The BJP should be well satisfied with the results of the civic elections in Mumbai and nine other cities and 25 district councils in Maharashtra. They are a clear indication that its carefully calibrated and diligently implemented efforts to spread its footprint across the country are working. In Maharashtra, chief minister Devendra Fadnavis can take credit for building on the mandate the BJP got riding on the Modi wave of 2014. But credit is also due to Prime Minister Narendra Modi and BJP president Amit Shah for giving him a free hand once they decided he would be the CM and to the BJP cadre for falling in line.

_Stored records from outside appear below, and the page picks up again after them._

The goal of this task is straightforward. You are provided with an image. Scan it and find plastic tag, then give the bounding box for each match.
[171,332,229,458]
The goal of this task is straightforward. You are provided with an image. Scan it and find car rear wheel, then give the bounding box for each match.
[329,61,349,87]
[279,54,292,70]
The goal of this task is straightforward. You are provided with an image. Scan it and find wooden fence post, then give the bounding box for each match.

Mr Fadnavis went to the people with the promise of good governance and transparency, and banking on his track record as CM over the last couple of years. He took on the Shiv Sena in Mumbai and the Congress and the Nationalist Congress Party in the districts. As significant as its success in Mumbai is the BJP’s rout of the NCP in Pune and Pimpri-Chinchwad. Demonetisation and farmers’ distress were expected to cost the BJP in the rural areas. Instead, it has won control of 12 of the 25 district councils that went to the polls — a massive improvement on its 2012 tally of one. The Shiv Sena may have held on to its core Marathi voter base in Mumbai and Thane, but everywhere else there has been no such polarisation. Neither has the BJP suffered significantly from the attempts to stir up the dominant Maratha community against it.

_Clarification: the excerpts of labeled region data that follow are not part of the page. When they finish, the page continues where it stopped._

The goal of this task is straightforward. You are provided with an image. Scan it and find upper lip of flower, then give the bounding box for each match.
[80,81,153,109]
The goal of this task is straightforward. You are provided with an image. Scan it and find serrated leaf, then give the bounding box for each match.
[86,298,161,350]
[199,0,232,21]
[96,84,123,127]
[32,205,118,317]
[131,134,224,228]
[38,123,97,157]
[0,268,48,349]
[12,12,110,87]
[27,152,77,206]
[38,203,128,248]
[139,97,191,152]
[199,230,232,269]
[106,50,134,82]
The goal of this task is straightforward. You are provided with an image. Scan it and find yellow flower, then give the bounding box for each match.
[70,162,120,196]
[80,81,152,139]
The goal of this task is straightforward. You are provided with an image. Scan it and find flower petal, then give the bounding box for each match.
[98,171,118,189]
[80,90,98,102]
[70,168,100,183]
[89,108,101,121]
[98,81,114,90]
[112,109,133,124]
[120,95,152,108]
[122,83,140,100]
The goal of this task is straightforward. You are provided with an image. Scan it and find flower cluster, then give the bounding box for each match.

The BJP in power, at the Centre and in the states, has continued to show the same intensity and attention to detail in communicating with the people that it did during the 2014 campaign and this is what separates it from the other parties and also leaves them worried. Already there is talk of the Shiv Sena, the Congress and the NCP tying up to keep the BJP out in Maharashtra. Even if nothing comes of these efforts, they reflect a growing recognition that the BJP has usurped the Congress’ position as the natural party of governance in India. Witness what happened in Bihar and is unfolding in Uttar Pradesh – a ganging up against the BJP.
With the results of the civic elections in Maharashtra and Odisha, the trend of other parties ganging up against the BJP will only strengthen. For the BJP, however, this could prove more a cause for celebration than worry. For, it is an admission by its rivals that the BJP occupies pole position in India political landscape and this can only help the party in its bid to capture power in more states in other parts of the country.